Вопросы были все обыкновенные, но отчего-то у Луки Ивановича выступил пот на лбу. Он откинул голову на подушку и расстегнул ворот рубашки. Ему невыносимо обидно стало от его полунищенства: оно представилось ему во всей своей унизительной пошлости и мелкой прозе. В нем сидело, как в окончательном выводе, все его прошлое, вся бесталанность его "карьеры". Он выговорил это слово, как бы дразня себя, и обратил глаза к письменному столу, уже ясно видному в темноте, после получасового лежанья. Сменялись на этом столе разные книжки и брошюры, газеты и журналы, исписано многое множество и графленой и неграфленой бумаги. За этим самым столом выучился он – шутка сказать – по-испански, и Кальдерона может без словаря читать, и статью задумал о таком испанском публицисте, о котором никто еще и не писал. Может он всякую работу взять на себя, всякую, только бы не требовали "купли-продажи" его совести… Да, признаться сказать, никто и не требовал, никому ее не нужно: малая, видно, ей цена. Пишешь – хорошо, а замолчишь – и того лучше. "Неужели оно так?" – совсем подавленный, спросил себя Лука Иванович и должен был сознаться, что "оно так". Никто и не просил его жить для идеи, никто не собирался с ним на войну, никто даже не подряжал его для схваток с личностями, не то что с принципами. Сам он работал "поштучно". Принесет, покажет: понравится – купят, не понравится – ступай, нам не требуется. Или сидел за черновой работой по найму. Заболей – явится десяток таких же грамотных, как он. Сегодня Лука, завтра Иван или Павел. Испанского языка не надо: за глаза и английского с французским!

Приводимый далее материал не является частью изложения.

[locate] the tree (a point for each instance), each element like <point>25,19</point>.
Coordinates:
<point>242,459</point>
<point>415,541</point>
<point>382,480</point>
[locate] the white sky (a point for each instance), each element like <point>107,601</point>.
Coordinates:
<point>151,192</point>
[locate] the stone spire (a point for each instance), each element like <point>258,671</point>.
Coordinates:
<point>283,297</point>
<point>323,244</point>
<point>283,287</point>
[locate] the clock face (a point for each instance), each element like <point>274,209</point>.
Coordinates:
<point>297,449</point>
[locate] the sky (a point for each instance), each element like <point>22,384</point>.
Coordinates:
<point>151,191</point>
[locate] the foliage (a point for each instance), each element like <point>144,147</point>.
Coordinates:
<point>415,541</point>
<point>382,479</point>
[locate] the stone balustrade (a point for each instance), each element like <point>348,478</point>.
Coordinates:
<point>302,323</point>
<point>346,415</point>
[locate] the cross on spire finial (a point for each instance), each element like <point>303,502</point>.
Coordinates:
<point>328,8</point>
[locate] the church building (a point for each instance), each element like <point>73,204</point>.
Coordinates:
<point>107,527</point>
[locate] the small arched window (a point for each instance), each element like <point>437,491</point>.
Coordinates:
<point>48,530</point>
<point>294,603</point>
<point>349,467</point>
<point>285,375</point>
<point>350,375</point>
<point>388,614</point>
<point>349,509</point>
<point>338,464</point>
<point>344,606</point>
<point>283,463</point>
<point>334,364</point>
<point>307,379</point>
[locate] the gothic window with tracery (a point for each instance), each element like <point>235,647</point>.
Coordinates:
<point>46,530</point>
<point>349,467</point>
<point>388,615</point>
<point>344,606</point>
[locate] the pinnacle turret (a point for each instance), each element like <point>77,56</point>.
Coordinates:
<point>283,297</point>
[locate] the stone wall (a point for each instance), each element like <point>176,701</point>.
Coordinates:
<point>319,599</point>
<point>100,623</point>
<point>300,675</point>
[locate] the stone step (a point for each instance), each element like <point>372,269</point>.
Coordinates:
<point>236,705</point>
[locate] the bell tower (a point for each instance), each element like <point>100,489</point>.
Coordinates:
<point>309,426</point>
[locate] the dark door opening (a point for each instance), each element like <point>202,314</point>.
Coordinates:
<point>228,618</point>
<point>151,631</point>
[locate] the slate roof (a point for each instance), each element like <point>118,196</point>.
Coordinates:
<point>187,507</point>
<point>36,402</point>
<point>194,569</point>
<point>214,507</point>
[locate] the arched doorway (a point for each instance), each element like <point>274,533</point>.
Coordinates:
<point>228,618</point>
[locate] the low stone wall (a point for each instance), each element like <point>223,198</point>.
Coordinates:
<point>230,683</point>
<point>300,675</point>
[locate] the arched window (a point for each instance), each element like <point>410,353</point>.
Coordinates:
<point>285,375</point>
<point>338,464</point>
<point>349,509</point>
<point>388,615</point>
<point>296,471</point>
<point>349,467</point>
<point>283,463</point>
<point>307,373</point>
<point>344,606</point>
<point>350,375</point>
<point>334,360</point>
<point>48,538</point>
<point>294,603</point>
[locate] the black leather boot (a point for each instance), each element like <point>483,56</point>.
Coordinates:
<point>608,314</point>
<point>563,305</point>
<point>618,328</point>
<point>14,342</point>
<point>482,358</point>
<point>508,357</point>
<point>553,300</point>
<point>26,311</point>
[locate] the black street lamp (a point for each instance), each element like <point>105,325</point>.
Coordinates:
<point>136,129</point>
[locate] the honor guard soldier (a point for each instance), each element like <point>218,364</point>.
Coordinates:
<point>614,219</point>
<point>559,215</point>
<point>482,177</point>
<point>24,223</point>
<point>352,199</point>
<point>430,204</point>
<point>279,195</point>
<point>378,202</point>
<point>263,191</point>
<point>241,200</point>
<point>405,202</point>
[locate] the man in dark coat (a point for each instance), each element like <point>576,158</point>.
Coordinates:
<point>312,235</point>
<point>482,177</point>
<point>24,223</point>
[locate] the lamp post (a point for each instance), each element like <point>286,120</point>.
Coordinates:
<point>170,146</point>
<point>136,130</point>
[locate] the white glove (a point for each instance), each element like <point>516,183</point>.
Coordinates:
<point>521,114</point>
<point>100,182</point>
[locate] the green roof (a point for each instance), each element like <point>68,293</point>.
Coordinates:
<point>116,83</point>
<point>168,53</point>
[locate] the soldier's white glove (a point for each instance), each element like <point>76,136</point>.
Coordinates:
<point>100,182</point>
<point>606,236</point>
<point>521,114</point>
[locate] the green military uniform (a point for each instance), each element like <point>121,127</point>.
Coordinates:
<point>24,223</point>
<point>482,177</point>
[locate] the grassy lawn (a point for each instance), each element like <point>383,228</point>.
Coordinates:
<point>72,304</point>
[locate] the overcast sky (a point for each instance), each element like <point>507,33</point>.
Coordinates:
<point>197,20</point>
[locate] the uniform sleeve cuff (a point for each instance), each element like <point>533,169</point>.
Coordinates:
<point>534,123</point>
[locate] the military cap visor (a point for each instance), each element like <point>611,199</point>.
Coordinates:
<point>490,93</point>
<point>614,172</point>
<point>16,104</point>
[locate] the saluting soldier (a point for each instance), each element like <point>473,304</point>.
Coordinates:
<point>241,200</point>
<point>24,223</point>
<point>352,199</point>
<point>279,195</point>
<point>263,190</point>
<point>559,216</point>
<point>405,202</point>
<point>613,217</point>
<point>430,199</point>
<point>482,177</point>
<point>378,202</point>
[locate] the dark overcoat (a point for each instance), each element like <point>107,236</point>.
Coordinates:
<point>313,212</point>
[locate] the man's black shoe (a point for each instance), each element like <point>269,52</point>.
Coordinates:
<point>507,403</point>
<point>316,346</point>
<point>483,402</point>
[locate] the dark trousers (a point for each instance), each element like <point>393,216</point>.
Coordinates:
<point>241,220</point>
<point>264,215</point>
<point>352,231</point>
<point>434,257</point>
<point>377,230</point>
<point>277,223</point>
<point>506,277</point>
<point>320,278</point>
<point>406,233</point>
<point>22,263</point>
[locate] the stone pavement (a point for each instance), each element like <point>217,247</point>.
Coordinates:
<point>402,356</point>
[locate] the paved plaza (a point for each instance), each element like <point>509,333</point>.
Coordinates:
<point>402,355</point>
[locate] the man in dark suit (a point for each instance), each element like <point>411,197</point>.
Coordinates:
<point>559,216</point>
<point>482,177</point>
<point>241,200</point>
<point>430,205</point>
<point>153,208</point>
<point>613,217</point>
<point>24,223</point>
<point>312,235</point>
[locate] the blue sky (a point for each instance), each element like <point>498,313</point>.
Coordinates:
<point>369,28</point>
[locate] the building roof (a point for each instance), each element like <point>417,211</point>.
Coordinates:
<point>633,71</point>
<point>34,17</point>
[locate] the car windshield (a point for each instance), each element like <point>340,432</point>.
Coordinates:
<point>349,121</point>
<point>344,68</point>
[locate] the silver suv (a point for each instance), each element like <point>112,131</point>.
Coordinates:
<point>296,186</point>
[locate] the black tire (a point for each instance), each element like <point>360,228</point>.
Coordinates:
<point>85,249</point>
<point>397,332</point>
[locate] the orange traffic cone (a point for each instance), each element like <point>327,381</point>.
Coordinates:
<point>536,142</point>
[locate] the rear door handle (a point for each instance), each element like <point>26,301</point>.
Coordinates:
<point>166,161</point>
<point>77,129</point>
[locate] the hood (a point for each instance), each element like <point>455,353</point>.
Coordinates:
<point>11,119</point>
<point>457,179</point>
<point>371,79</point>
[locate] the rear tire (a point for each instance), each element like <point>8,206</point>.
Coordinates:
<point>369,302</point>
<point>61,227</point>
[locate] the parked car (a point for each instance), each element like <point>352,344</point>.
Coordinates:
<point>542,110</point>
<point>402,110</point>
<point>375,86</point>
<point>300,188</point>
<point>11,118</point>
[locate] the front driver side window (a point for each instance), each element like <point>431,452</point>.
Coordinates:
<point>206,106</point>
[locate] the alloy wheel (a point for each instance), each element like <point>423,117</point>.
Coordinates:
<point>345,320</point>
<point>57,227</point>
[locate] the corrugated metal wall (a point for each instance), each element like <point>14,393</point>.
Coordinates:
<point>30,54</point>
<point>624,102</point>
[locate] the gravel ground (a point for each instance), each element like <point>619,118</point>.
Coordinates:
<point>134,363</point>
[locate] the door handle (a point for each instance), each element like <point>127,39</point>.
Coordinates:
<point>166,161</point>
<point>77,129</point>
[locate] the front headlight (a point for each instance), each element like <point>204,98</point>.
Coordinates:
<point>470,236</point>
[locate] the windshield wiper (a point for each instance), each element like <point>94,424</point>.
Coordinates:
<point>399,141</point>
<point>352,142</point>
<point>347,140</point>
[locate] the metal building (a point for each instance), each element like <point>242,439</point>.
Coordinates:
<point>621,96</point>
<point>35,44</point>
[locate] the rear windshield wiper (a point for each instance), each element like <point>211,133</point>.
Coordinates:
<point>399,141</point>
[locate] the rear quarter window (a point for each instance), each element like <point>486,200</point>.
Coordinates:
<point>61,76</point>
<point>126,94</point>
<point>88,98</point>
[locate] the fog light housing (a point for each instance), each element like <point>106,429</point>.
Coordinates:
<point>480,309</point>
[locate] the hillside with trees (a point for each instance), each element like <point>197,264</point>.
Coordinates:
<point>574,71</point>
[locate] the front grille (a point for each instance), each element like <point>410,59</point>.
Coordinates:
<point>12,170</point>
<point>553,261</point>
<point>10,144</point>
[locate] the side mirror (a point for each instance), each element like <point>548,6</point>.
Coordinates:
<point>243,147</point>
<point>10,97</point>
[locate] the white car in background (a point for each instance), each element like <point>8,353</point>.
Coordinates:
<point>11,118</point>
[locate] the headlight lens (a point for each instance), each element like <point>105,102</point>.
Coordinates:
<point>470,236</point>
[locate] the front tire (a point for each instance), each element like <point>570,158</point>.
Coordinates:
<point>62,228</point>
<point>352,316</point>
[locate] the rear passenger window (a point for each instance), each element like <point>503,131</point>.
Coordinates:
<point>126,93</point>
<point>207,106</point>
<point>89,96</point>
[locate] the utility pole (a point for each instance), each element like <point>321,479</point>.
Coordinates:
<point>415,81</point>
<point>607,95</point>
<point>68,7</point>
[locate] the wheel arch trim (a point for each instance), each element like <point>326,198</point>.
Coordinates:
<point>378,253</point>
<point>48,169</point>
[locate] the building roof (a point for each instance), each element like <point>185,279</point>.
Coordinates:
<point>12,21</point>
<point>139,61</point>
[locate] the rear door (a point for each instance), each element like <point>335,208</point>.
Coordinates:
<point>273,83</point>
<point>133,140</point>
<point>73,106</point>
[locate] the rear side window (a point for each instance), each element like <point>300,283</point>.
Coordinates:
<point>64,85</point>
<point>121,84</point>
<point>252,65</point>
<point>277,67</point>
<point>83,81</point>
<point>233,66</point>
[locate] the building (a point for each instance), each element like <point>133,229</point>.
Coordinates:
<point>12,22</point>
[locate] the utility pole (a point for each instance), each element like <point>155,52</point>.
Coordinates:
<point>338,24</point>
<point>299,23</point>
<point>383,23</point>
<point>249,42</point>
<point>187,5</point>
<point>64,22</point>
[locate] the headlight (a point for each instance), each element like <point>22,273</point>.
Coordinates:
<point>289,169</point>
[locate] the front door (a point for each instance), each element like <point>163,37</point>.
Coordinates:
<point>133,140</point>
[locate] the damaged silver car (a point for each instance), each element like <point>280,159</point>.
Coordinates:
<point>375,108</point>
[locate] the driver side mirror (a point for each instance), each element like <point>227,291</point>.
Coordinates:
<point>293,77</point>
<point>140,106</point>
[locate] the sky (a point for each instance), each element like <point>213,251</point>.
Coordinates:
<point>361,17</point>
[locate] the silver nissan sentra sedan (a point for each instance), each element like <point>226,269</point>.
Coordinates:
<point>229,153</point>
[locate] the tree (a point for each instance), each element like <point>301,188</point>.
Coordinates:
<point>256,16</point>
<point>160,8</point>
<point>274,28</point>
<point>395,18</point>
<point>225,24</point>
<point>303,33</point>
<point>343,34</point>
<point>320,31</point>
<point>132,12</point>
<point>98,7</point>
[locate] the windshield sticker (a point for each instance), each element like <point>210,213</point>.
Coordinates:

"Стало, по этой части у тебя – нуль, если не хочешь убаюкивать себя наивным вздором. И куда пойдешь, к кому примкнешь, от кого будешь требовать симпатии своему делу, своей идее, своему признанию? Мартыныч – и тот член корпорации; он прочно сидит на своем писарском стуле, у него обеспеченная дорога, разве сам проворуется; он не мечтает только о наградах – они придут к нему; он каждый день нужен и знает, кому жаловаться и от кого ждать поддержки. У тебя же ничего этого нет, да и быть не может".

Дальше Лука Иванович уже сам не захотел развивать свою мысль. Но приходилось все-таки сознаться, что на две лишних души "продовольствие" не было обеспечено. Следовало покончить с этим выколачиванием рублишек из поштучной работы, поставить крест на всем своем многолетнем, никому не нужном труде и идти искать тех гарантий, какие имеет же вот писарь Мартыныч. Иначе, как смотреть спокойно хоть бы на ту же Настеньку? Зачем приучать ее к себе? Зачем приучать и самого себя к каким-то точно отеческим чувствам, заботам и… затем? Все ведь это не только смешно, но и просто гадко. Опять уперся он точно в какую стену. Дальше думать в этом направлении было слишком горько.

"Хоть бы ты мог, – нашептывал все тот же невидимый собеседник, – сказать в утешение себе, что пожил на своем веку, вкусил всего, что человеческая живая душа извлекает из жизни, когда умеет. Был ли ты, хоть один раз, на пиру, смел ли требовать своей доли наслаждения… да, требовать, а не довольствоваться подачкой, объедками, насмешками случая! Брал ли ты с боя хоть что-нибудь: духовную радость, чувственное раздражение, упоение эгоизма или тщеславия?.. Привлек ли к себе хоть одну женщину, заставил ли ее сдаться, признать хоть в чем-нибудь твое превосходство?.."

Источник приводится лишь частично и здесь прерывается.